Friday, September 25, 2009

Do the math



This weekend marks the last performances of Gioia De Cari's award-winning one-woman-show Truth Values (above) at the Central Square Theater. I've been a bit reluctant to write about the production, I confess, because I've become a bit involved with it personally - I've been trying to find a way to get it on videotape, and perhaps even on the air. I've come to realize this could be a long process - but in the meantime, you still have a chance to catch this smart, snappy take on what it was like to be a female graduate student at MIT in the 80's. The piece was marketed as a riposte to Larry Summers's famously sexist musings on women in science, but it's actually more a personal journey - and one that, ironically enough, might be seen as backing up Summers's position rather than undermining it.

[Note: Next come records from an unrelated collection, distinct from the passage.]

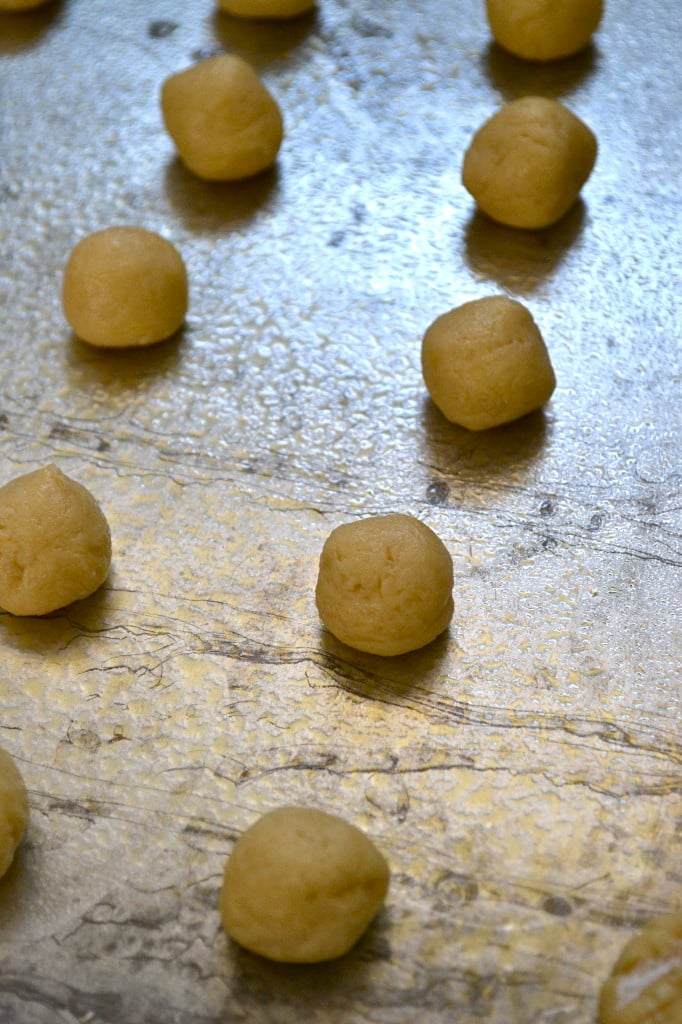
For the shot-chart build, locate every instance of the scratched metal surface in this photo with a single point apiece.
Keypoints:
(522, 773)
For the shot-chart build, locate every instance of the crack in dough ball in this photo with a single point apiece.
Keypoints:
(223, 121)
(266, 8)
(13, 810)
(544, 30)
(485, 364)
(124, 287)
(645, 985)
(55, 545)
(526, 165)
(302, 886)
(385, 585)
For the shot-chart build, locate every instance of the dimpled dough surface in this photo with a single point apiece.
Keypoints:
(124, 287)
(13, 810)
(54, 543)
(301, 886)
(526, 165)
(223, 121)
(385, 585)
(543, 30)
(645, 985)
(266, 8)
(485, 364)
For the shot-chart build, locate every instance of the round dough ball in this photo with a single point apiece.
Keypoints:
(485, 364)
(527, 164)
(223, 121)
(385, 585)
(543, 30)
(645, 985)
(14, 5)
(301, 886)
(56, 546)
(13, 810)
(266, 8)
(124, 287)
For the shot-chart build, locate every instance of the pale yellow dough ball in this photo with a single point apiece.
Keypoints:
(266, 8)
(385, 585)
(645, 985)
(485, 364)
(302, 886)
(124, 288)
(55, 544)
(14, 5)
(526, 165)
(223, 121)
(544, 30)
(13, 810)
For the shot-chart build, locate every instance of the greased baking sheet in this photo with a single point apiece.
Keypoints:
(522, 773)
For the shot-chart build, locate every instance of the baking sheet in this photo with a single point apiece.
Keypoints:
(522, 773)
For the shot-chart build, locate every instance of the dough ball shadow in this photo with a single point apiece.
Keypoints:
(122, 369)
(213, 206)
(22, 30)
(261, 981)
(387, 679)
(506, 451)
(54, 631)
(262, 42)
(513, 77)
(517, 259)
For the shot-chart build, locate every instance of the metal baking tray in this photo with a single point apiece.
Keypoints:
(522, 773)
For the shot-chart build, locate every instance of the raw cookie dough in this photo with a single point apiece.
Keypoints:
(12, 5)
(13, 810)
(301, 886)
(645, 985)
(385, 585)
(223, 121)
(124, 287)
(543, 30)
(266, 8)
(55, 544)
(485, 364)
(527, 164)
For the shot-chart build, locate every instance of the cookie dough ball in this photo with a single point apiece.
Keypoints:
(124, 287)
(13, 810)
(527, 164)
(223, 121)
(12, 5)
(645, 985)
(485, 364)
(266, 8)
(385, 585)
(301, 886)
(56, 545)
(543, 30)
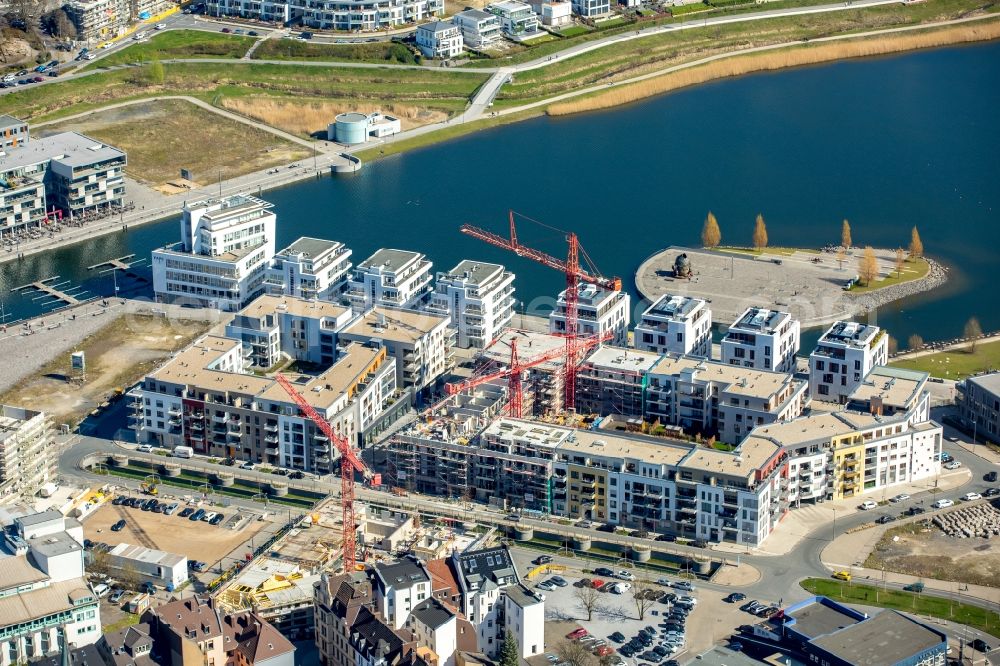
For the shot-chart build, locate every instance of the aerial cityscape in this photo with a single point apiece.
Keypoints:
(499, 333)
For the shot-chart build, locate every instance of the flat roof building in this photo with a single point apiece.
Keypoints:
(845, 354)
(675, 323)
(762, 339)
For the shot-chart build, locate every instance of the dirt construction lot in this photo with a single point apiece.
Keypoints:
(117, 355)
(173, 534)
(930, 553)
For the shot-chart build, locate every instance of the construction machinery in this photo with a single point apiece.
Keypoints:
(513, 372)
(574, 276)
(350, 463)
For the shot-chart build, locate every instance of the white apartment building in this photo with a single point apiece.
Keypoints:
(368, 15)
(763, 339)
(676, 324)
(399, 588)
(710, 397)
(592, 8)
(222, 259)
(310, 268)
(435, 627)
(420, 342)
(599, 311)
(517, 20)
(394, 278)
(524, 616)
(207, 397)
(66, 172)
(480, 30)
(479, 298)
(440, 39)
(842, 357)
(482, 576)
(45, 600)
(27, 453)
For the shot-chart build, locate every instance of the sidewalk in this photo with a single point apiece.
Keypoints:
(799, 523)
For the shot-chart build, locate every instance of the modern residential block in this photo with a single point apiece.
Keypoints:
(517, 20)
(480, 30)
(27, 453)
(440, 40)
(222, 259)
(979, 405)
(66, 172)
(676, 324)
(762, 339)
(479, 299)
(310, 268)
(394, 278)
(599, 311)
(845, 353)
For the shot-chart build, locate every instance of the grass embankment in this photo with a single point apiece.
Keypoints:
(919, 604)
(163, 137)
(912, 270)
(955, 364)
(791, 56)
(378, 52)
(213, 82)
(175, 44)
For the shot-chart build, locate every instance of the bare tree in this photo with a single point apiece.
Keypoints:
(588, 598)
(916, 245)
(868, 266)
(711, 235)
(759, 233)
(644, 596)
(574, 653)
(973, 331)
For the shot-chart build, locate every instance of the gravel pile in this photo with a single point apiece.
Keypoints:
(936, 276)
(982, 520)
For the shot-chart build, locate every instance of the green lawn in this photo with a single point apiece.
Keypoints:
(213, 82)
(912, 270)
(291, 49)
(955, 364)
(176, 44)
(918, 604)
(637, 56)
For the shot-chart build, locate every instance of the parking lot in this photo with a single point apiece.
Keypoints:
(710, 620)
(196, 540)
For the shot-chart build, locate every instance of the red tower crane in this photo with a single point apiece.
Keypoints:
(349, 464)
(516, 368)
(574, 276)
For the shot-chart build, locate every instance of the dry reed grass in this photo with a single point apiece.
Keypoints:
(766, 61)
(308, 117)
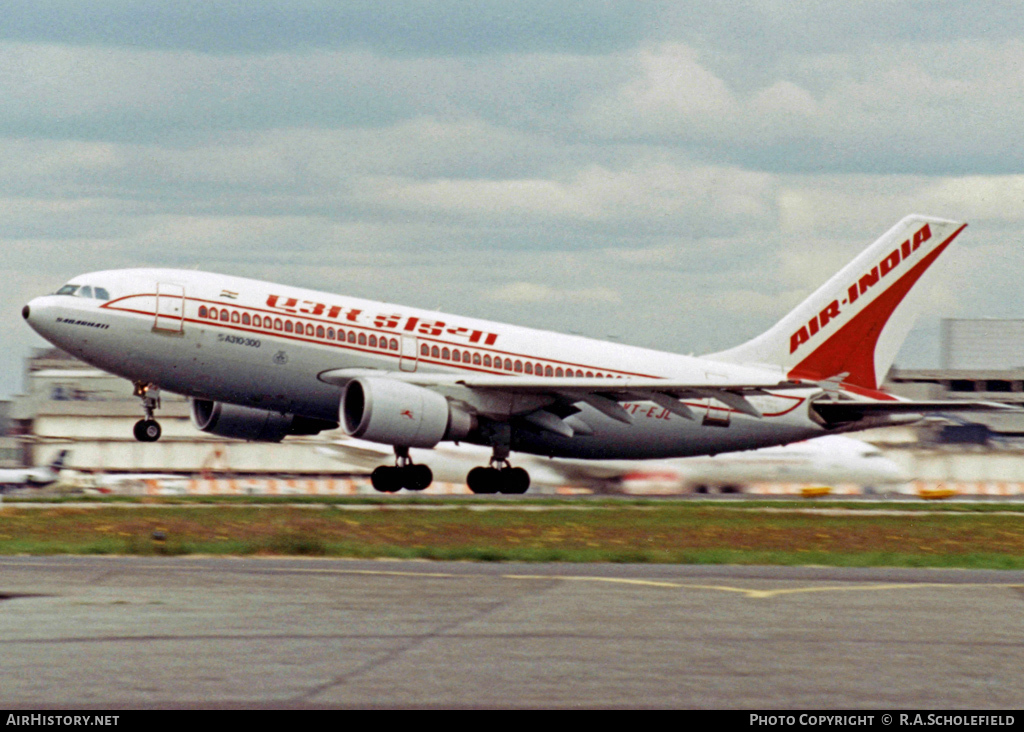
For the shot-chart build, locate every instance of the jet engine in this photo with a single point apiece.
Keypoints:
(251, 424)
(399, 414)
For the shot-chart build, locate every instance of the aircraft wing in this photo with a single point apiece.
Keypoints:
(602, 394)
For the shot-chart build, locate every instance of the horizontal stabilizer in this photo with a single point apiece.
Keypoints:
(842, 412)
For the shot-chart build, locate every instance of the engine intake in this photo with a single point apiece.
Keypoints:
(399, 414)
(251, 424)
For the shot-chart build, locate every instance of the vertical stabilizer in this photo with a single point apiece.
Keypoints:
(839, 329)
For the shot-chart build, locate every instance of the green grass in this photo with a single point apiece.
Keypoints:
(568, 530)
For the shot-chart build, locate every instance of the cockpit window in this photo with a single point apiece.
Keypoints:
(84, 291)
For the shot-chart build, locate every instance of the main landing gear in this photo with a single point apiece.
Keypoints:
(503, 479)
(404, 474)
(147, 430)
(499, 477)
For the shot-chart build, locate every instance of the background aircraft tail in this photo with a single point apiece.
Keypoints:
(855, 323)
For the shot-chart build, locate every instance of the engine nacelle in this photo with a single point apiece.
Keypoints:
(399, 414)
(251, 424)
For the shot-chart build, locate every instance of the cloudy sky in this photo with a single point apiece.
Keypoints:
(670, 174)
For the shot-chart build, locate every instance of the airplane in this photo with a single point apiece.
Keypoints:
(826, 460)
(262, 360)
(34, 477)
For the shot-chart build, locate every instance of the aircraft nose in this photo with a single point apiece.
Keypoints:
(34, 312)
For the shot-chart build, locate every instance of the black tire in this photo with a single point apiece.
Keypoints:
(386, 479)
(482, 480)
(146, 430)
(515, 480)
(418, 477)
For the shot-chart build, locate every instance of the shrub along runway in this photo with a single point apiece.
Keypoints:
(974, 535)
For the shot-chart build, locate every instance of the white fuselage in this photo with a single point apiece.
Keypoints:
(264, 345)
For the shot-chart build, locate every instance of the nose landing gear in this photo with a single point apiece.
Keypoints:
(147, 430)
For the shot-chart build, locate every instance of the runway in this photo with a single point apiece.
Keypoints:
(128, 633)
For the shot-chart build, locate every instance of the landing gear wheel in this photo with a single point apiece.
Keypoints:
(146, 430)
(514, 480)
(418, 477)
(482, 480)
(386, 479)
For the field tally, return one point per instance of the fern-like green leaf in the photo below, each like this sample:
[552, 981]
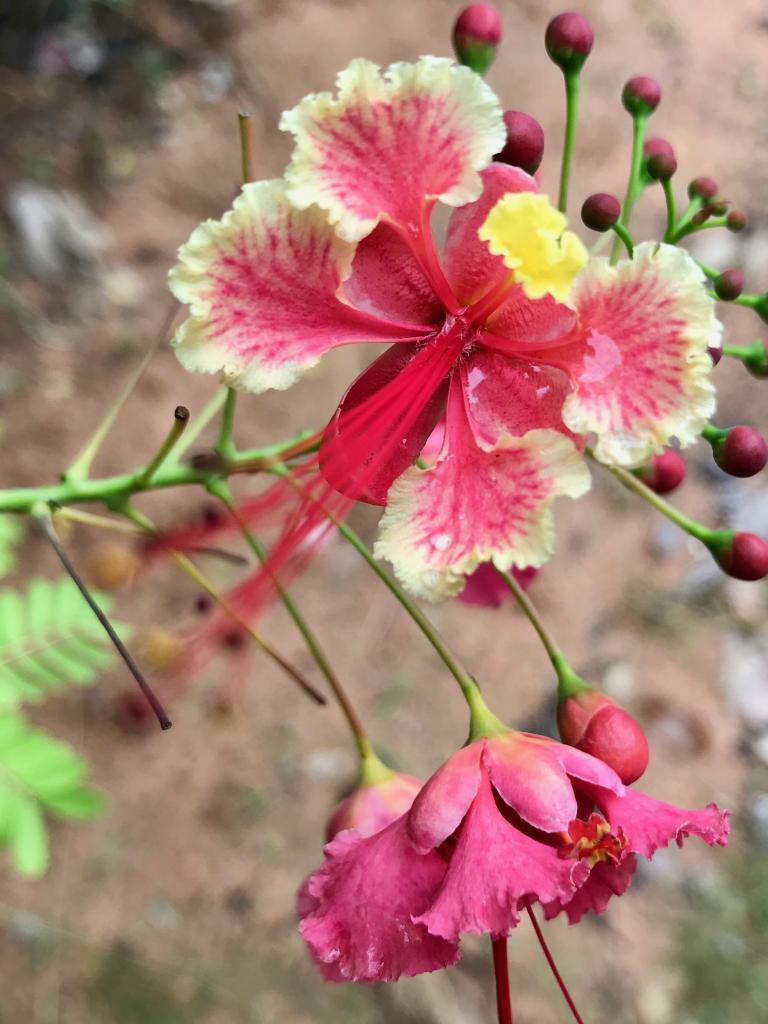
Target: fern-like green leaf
[10, 535]
[49, 639]
[38, 774]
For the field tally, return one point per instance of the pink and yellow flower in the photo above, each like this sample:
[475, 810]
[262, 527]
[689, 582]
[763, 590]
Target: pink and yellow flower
[512, 337]
[509, 820]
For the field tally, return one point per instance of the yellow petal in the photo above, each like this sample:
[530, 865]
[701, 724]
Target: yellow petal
[529, 233]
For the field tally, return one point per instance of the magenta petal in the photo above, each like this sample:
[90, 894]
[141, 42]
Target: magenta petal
[367, 893]
[444, 799]
[605, 881]
[492, 870]
[485, 587]
[650, 823]
[387, 281]
[527, 773]
[353, 444]
[469, 266]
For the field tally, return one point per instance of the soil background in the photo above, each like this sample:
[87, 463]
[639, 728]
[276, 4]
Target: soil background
[177, 904]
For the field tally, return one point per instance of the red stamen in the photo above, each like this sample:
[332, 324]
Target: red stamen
[501, 970]
[552, 965]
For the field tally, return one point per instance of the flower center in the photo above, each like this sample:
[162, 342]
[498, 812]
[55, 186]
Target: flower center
[593, 841]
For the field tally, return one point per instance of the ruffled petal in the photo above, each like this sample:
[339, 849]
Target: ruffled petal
[389, 141]
[528, 776]
[511, 396]
[477, 504]
[444, 799]
[371, 808]
[493, 870]
[487, 589]
[360, 904]
[642, 370]
[354, 456]
[469, 265]
[605, 881]
[650, 823]
[387, 281]
[262, 285]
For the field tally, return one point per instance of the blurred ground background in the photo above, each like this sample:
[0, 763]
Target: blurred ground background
[119, 136]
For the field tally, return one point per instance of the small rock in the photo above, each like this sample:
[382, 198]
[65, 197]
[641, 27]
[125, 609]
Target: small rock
[330, 762]
[57, 233]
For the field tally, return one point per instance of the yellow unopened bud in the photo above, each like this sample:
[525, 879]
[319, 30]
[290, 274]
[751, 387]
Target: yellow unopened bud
[112, 564]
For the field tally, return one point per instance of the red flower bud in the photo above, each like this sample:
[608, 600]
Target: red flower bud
[652, 146]
[729, 285]
[524, 145]
[660, 166]
[641, 95]
[601, 211]
[702, 188]
[477, 33]
[743, 556]
[664, 472]
[597, 725]
[568, 41]
[742, 452]
[736, 220]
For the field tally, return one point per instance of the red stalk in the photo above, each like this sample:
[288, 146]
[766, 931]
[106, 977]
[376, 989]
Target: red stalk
[552, 966]
[501, 970]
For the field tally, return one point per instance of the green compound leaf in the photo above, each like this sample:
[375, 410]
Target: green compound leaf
[10, 534]
[38, 774]
[49, 639]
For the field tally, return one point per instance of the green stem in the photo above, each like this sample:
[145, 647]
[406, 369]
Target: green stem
[468, 686]
[199, 423]
[626, 238]
[245, 127]
[569, 682]
[669, 195]
[180, 419]
[572, 87]
[696, 529]
[225, 443]
[634, 184]
[110, 489]
[188, 566]
[221, 491]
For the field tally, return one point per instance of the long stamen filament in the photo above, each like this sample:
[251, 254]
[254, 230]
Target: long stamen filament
[552, 965]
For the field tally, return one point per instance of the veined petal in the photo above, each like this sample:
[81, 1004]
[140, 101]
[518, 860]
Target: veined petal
[477, 504]
[641, 370]
[493, 868]
[505, 395]
[261, 285]
[387, 281]
[359, 908]
[470, 266]
[529, 233]
[389, 141]
[473, 270]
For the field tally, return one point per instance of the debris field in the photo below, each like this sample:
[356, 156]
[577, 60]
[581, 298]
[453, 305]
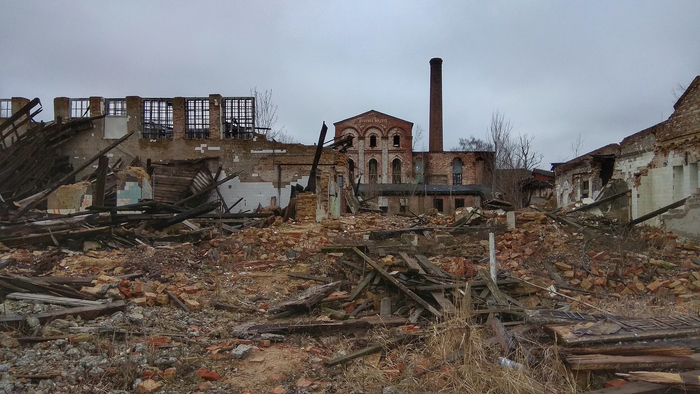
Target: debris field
[366, 303]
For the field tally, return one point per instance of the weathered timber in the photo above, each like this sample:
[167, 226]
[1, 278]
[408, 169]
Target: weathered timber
[629, 330]
[316, 326]
[177, 301]
[47, 299]
[599, 202]
[194, 212]
[639, 388]
[360, 353]
[493, 288]
[65, 179]
[601, 362]
[302, 275]
[685, 380]
[309, 298]
[412, 264]
[398, 284]
[657, 212]
[358, 289]
[98, 195]
[208, 188]
[85, 312]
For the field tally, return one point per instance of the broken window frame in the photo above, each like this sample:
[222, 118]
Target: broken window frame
[80, 108]
[373, 171]
[396, 171]
[115, 107]
[5, 108]
[157, 119]
[457, 171]
[197, 118]
[239, 117]
[439, 204]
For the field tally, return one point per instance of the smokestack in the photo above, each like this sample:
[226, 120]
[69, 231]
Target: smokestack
[435, 136]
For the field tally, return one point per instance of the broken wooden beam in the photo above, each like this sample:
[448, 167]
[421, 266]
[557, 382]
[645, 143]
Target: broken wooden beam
[65, 179]
[85, 312]
[398, 284]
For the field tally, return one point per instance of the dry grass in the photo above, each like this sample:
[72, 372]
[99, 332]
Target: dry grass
[423, 367]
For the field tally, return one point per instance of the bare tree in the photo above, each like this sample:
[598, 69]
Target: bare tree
[417, 137]
[266, 115]
[514, 160]
[576, 145]
[473, 144]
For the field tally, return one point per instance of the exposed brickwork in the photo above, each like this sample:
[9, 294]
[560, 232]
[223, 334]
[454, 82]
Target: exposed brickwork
[435, 129]
[179, 125]
[215, 116]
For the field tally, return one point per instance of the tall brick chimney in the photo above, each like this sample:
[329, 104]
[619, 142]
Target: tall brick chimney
[435, 132]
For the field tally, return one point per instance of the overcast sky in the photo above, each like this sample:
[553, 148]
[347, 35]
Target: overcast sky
[605, 69]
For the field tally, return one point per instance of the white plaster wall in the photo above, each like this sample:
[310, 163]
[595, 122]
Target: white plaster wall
[115, 127]
[254, 193]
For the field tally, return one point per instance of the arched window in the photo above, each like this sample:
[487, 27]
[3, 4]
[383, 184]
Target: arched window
[373, 141]
[396, 171]
[419, 170]
[351, 168]
[373, 175]
[457, 171]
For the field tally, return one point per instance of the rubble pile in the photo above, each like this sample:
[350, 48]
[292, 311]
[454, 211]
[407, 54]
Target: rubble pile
[363, 303]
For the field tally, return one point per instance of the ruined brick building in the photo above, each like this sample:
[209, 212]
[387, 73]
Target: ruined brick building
[382, 161]
[658, 165]
[183, 138]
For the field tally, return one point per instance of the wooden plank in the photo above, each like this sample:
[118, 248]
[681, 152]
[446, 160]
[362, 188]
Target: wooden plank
[637, 388]
[360, 353]
[564, 335]
[493, 288]
[398, 284]
[446, 304]
[52, 299]
[302, 275]
[411, 263]
[430, 267]
[602, 362]
[358, 289]
[85, 312]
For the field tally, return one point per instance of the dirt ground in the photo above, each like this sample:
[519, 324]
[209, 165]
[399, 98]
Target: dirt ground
[152, 345]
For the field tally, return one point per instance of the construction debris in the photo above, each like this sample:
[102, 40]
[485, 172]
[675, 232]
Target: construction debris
[405, 301]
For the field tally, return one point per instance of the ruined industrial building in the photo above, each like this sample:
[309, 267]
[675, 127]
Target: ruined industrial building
[164, 245]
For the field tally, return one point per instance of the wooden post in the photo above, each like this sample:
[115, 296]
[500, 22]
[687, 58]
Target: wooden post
[492, 257]
[98, 194]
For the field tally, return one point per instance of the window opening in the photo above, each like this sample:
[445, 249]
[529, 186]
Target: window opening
[396, 171]
[197, 118]
[373, 141]
[351, 167]
[116, 107]
[239, 117]
[79, 108]
[419, 171]
[457, 172]
[157, 119]
[5, 108]
[373, 176]
[403, 204]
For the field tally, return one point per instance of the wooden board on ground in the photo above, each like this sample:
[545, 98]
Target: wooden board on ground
[625, 330]
[601, 362]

But that's always the way of honest art - it rarely aligns with a political position, however enlightened. The good news is that because of her honesty, De Cari deftly side-steps political correctness and comes up with a piece that does, indeed, skewer with deadly accuracy the sexist stupidity of so many men in math and science, but also connects with deep questions of self-determination that all young people must face. And it also represents the first time I've ever seen MIT life (I graduated a few years before De Cari enrolled) accurately depicted on a stage in Boston, or maybe anywhere (Truth Values is basically what Good Will Hunting pretended to be). This alone is noteworthy, and actually rather politically intriguing - as were the attitudes revealed in the comments of several reviewers, one of whom noted he had hoped the show would "strafe MIT from the air." I'm glad De Cari disappointed him - indeed, the Institute instead comes off rather well in her account, even if its male denizens don't. After all, MIT has been engaged in a concerted, self-critical push to engage women in the hard sciences for ages (over my years there, the percentage of women students leapt from something like 20% to nearly 50%); if anything, it's society that has lagged behind the Institute. And of course Larry Summers has, too.